A princípio, pode ser difícil
decidir se esta é uma animação voltada para crianças
ou adultos. Mas, apesar de possuir uma coleção de personagens
mágicos, capazes de mudarem de forma ou de lançarem encantos
sobre outros seres, que se encaixariam bem em qualquer animação
mais infantil ‘A Viagem de Chihiro’, possui um clima por vezes assustador,
apresentando esses personagens em situações mais adequadas
ao público adulto (ou adolescente). Mesmo assim, o filme é
exibido em cópias dubladas, pelo menos por enquanto (há a
possibilidade do lançamento da versão com legendas). De qualquer
forma, é bem dublado, sem exceções.
O filme possui vários personagens
que merecem destaque, em um ou outro aspecto. A começar por sua
protagonista. A garota Chihiro se afasta dos heróis rasos e unidimensionais
habitualmente presentes na maioria das animações.
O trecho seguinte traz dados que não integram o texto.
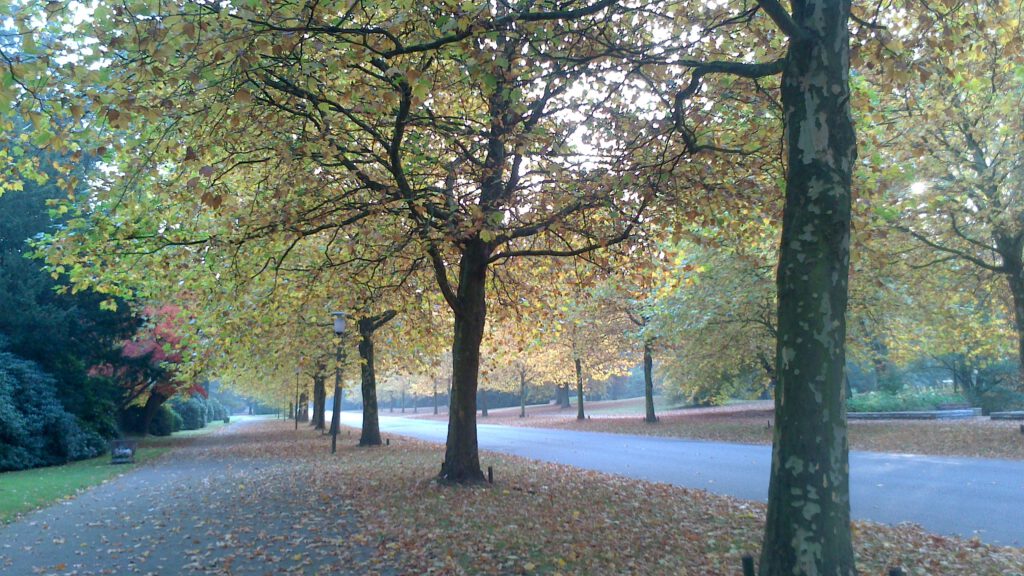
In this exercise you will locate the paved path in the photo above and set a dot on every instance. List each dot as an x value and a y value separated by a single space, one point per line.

E, no decorrer
do filme, Chihiro apresenta um real desenvolvimento em sua personalidade,
o que é ainda mais raro. Entre outros personagens marcantes estão
Yubaba e Kamaji. A primeira, com seu visual de bruxa e com uma cabeça
descomunal, é o personagem mais assustador do filme, por ser capaz
de controlar tudo a sua volta através de feitiços, além
de ser capaz de se transformar em uma espécie de pássaro,
o que lhe possibilita maior locomoção. O segundo, possuidor
de oito braços muito úteis, inicialmente se apresenta a Chihiro
como mais um perigo, mas aos poucos a garotinha percebe sua verdadeira
personalidade.
Considerado um mestre em seu país,
o diretor e roteirista Hayao Miyazaki merece todos os créditos por
criar uma aventura empolgante, detentora de algumas mensagens importantes,
mas que não cai na armadilha da lição de moral barata.
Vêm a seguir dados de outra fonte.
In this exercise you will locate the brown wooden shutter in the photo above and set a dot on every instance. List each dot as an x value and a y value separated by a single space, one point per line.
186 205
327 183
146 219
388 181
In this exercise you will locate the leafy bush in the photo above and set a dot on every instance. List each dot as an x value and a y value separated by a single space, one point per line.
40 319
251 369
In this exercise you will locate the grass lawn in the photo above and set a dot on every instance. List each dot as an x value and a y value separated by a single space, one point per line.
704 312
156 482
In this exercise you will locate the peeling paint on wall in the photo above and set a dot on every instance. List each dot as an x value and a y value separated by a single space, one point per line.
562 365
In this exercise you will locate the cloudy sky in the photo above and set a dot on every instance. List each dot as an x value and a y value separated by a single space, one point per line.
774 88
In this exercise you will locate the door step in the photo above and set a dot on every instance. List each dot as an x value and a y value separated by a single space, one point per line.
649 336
Com uma técnica de animação tradicional, usando o
auxílio do computador de forma mínima, Miyazaki conduz a
narrativa magistralmente, inserindo detalhes profundos à história,
utilizando vários momentos de silêncios (outra característica
nem um pouco tradicional) e trabalhando muito bem no uso das cores. Seu
filme pode ser encarado como um mistura de ‘Alice no País das Maravilhas’
com ‘O Mágico de Oz’. Mas é muito mais do que isso, claro.
Possui, inclusive, algumas pitadas de crítica ao consumismo, ao
capitalismo e à vida moderna. Além dos personagens, Miyazaki
cria também cenários fantásticos, como aquele no qual
trabalha Kamaji, com vários pequenos auxiliares parecidos com aranhas.
Também fascinantes são alguma ‘regras’ que agem sobre o lugar
em que Chihiro se encontra aprisionada, como a necessidade de arrumar um
trabalho, para conseguir sobreviver, já que do contrário
poderá ser considerada preguiçosa, o que não é
permitido. Além disso a garota passa a ser chamada de Sen e, se
esquecer seu verdadeiro nome, nunca poderá fugir (uma estratégia
de Yubaba para aprisionar as pessoas). Todos esses detalhes ajudam o espectador
a permanecer constantemente interessado na história, sendo constantemente
surpreendido por algum novo acontecimento.
‘A Viagem de Chihiro’ foi o vencedor
do Oscar de melhor animação, vencendo também o Urso
de Ouro no Festival de Berlim, além de ter se transformado na maior
bilheteria já alcançada no Japão, seu país
de origem. Não lhe faltam méritos para justificar tais feitos.